The User Datagram Protocol (UDP) is one of the core Internet protocols. It is a layer 4 protocol (Transport layer of the OSI model) within the Internet protocol suite. It provides a mechanism to identify different endpoints on a single host by means of ports. UDP doesn't have the handshake overhead of TCP to establish connections, and does not have features like flow control and reliability like TCP. UDP deals with single packet delivery, provided by the underlying IP.

As a stateless protocol it is often used in such applications where data must arrive quickly, and data that arrives late is worthless.

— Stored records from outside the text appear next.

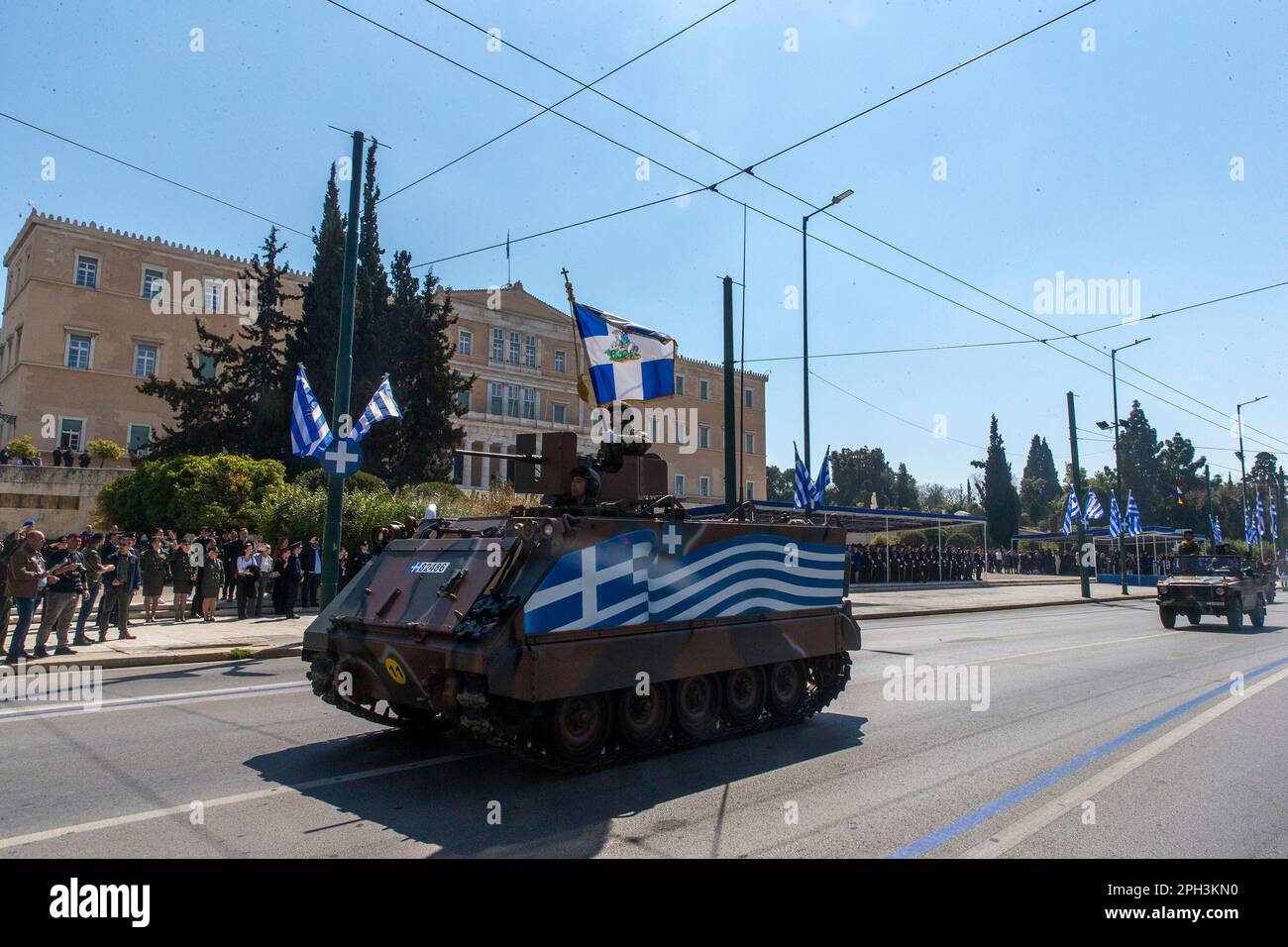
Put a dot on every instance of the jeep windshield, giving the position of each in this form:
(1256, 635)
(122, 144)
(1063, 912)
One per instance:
(1206, 566)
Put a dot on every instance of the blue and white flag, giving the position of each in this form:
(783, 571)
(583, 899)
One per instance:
(380, 407)
(803, 493)
(1093, 510)
(627, 363)
(824, 476)
(1070, 513)
(1132, 515)
(310, 434)
(1116, 518)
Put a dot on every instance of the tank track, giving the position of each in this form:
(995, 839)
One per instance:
(480, 719)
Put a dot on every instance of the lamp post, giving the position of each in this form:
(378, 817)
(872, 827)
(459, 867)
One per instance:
(1243, 467)
(1119, 464)
(805, 304)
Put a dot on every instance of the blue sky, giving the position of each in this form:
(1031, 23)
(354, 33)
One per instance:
(1113, 163)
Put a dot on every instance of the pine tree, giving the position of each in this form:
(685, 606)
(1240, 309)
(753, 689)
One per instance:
(313, 344)
(1001, 500)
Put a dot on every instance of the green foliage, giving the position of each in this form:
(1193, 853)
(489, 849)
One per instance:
(22, 447)
(188, 492)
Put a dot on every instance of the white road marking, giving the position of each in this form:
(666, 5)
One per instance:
(1044, 814)
(37, 711)
(183, 809)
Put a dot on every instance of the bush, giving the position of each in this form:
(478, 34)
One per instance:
(22, 447)
(188, 492)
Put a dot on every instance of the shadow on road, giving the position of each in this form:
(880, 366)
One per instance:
(542, 813)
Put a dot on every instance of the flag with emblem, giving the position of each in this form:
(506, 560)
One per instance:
(803, 491)
(626, 361)
(380, 407)
(1093, 510)
(310, 434)
(1132, 515)
(1116, 518)
(1070, 513)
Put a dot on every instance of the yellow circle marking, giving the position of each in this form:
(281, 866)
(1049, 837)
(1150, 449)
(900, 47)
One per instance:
(395, 671)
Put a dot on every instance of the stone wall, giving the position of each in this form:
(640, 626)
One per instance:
(60, 500)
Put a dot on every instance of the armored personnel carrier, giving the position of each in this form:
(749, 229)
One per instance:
(591, 629)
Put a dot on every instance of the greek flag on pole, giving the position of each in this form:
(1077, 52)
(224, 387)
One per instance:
(1093, 509)
(310, 434)
(380, 407)
(804, 492)
(627, 363)
(1116, 518)
(824, 476)
(1070, 512)
(1132, 515)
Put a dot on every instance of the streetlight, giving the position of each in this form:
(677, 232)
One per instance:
(805, 303)
(1243, 468)
(1119, 464)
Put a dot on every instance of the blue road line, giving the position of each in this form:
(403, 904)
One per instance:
(986, 812)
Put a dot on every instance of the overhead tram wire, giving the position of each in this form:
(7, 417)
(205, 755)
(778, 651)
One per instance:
(846, 223)
(154, 174)
(715, 189)
(550, 107)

The benefit of this smaller feature set is quicker data transmittal, and lower total overhead, hence its common usage is for real time applications like videoconferencing, online gaming, voice over IP and other streaming media.

UDP packets (also known as datagrams) contain, in addition to the lower level headers, a UDP header, which consists of a checksum, the packet length, plus source, and destination ports.

In special circumstances, UDP, combined with application-level connection and reliability management, provides one useful advantage over TCP: the ability to hold connections to thousands of users at once, unrestricted by limitations on TCP hard-coded into an operating system's often proprietary kernel.

As with TCP, UDP ports are 16-bit entities, so that a maximum of 65535 different endpoints are possible within a single IP address.